Çünkü bu kadar çok değişkene bağlı izlenimin doğru ve faydalı olabilme oranı 6 milyarda birdir. O halde tecrübeyi nerede kullanabiliriz? Yalnızca danışılanlardan biri olarak.
Tecrübeli kişi son karar merciinde olmamalıdır. Hata yapma oranı çok yüksek olabilir. Yeni teşebbüslerde pek bulunmayabilir ama şayet bulunacaksa son kararı verecek kişinin 45 yaşının altında olmasına dikkat etmelidir.

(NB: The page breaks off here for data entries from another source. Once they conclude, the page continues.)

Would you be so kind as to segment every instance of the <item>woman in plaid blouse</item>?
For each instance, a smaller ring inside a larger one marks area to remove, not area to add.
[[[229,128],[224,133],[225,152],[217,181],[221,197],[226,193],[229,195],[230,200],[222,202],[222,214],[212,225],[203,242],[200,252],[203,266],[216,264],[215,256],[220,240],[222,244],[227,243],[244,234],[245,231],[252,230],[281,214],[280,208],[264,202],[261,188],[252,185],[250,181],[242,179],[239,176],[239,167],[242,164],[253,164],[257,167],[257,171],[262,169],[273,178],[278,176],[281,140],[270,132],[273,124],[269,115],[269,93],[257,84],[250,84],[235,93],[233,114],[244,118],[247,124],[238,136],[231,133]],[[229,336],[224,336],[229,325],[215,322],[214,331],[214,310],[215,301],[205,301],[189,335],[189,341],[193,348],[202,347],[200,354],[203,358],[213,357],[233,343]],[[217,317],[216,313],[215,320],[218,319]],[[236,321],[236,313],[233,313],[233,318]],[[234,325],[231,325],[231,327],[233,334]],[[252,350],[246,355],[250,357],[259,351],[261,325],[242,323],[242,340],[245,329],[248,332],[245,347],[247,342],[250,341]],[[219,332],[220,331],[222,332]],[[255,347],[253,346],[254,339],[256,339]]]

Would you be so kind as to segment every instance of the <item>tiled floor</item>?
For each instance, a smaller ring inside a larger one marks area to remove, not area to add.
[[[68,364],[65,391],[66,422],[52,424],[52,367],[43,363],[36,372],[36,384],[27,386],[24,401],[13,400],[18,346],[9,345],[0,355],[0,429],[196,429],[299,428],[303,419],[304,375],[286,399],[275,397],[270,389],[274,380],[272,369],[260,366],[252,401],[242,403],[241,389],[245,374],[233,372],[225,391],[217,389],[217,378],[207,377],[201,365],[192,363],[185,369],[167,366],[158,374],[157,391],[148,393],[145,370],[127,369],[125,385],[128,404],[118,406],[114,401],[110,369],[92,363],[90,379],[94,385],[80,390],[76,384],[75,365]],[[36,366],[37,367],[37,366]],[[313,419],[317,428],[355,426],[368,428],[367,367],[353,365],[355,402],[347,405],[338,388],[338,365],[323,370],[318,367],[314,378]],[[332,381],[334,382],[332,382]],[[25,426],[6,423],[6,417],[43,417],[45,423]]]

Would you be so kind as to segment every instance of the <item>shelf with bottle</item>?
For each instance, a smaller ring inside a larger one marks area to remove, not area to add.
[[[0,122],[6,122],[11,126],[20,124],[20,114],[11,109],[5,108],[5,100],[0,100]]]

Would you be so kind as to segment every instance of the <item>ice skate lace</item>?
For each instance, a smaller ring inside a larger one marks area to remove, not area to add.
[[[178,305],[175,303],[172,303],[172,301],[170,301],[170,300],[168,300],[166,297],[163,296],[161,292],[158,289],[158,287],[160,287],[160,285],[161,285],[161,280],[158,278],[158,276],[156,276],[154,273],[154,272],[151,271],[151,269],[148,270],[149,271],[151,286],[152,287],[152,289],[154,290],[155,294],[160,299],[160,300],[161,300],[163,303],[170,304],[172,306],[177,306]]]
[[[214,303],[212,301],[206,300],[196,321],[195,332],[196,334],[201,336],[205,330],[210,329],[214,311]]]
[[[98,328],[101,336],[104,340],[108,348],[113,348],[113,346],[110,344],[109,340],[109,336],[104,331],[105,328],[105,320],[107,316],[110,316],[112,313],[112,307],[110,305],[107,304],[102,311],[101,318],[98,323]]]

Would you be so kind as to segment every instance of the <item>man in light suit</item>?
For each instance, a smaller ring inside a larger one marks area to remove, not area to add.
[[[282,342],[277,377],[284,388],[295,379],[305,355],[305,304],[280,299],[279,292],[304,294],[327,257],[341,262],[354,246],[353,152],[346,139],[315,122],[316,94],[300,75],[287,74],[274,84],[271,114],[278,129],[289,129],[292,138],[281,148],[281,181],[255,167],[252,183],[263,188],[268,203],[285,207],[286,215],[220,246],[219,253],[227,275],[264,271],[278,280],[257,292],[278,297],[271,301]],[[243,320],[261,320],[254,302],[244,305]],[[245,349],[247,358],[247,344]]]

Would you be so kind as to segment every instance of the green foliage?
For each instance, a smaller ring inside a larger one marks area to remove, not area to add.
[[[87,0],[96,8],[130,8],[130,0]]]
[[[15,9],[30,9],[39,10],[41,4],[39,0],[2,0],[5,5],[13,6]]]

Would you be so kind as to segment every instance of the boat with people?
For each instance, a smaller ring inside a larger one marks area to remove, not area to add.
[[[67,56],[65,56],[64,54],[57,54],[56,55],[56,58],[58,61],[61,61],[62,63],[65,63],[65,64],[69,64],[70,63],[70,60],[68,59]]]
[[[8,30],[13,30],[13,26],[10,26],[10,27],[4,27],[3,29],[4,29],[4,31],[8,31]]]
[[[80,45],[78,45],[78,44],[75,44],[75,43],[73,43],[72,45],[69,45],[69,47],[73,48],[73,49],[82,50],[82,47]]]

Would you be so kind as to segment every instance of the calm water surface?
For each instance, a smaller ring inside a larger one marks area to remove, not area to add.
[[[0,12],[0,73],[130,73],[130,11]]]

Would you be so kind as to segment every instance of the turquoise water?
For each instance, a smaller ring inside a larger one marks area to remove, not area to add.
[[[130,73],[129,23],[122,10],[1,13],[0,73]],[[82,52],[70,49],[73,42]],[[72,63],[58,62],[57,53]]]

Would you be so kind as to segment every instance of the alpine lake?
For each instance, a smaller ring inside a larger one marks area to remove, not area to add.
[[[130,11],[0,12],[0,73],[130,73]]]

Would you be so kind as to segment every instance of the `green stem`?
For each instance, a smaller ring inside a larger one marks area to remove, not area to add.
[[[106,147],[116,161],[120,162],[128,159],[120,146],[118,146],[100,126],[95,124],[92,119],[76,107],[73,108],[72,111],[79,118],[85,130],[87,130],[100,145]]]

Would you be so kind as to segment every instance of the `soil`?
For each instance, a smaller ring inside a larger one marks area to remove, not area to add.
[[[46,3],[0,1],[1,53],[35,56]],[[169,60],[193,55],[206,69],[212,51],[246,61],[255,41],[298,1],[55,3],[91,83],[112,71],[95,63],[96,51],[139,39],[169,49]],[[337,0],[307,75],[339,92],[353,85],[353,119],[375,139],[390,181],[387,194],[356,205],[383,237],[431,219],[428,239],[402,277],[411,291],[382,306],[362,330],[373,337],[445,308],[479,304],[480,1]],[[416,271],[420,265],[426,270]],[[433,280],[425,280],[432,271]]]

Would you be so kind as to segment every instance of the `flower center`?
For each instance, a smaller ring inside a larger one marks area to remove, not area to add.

İnsanların özgün eğitim süreleri 18-20 yaşlarında bitmelidir. Buna üniversite doktora ve mastır programları da dâhil olmalıdır. Bugünkü eğitim sistemi ile bu süre 30- 35- yaşlarına kadar uzamaktadır. Geriye sadece işe yarar süre olarak 10 yıl kalmaktadır. Çünkü, okullarda çoğu zaman hiçbir işe yaramayan fosilleşmiş bilgiler öğretiliyor. İnsan hayatının en önemli yılları tüketici olarak israf edilebiliyor. Bu nedenle eğitim 5 yaşında başlamalı bir yıl dil öğretilmeli, 6 yaşında ilkokul başlamalı lüzumsuz, insanın yaratıcılığını öldüren tüm bilgiler ayıklanarak 3 yıla indirilmeli; orta öğretim de aynı yaklaşımlarla 4 yıla indirilmelidir. Bunların tamamı zorunlu olmalıdır.13-14 yaşında genç üniversiteye başlayabilmelidir. Üniversitede işe yaramaz tüm bilgiler ayıklanarak 4 senede bitirilmelidir. Doktora ve mastır programlarının tamamı 2 yılda tamamlanmalıdır. Bu durumda 19-20 yaşına gelinebilir.
Kalan 25 yıl üretme/üreme dönemidir. İnsanları hayatlarının en verimli dönemlerinde tüketici olarak okullara hapsederek nasıl gelişebiliriz ki? Hayatta bildiklerinize ve gördüklerinize bir bakın, eğitim dönemini de kapsayacak şekilde erken yaşta çalışmaya başlayanların ne kadar başarılı olabildiklerini gözlemleyeceksiniz. Çünkü hayatın en verimli zamanının işe yaramaz bilgileri öğrenmek için harcanması, insanlarda en verimli dönemlerinin israfına sebep olmaktadır. Bunlar size mantıksız geliyorsa Bill Gates ve onun gibi insanların hikâyelerine ve ne zaman çalışmaya başladıklarına bir bakmanız yetecektir.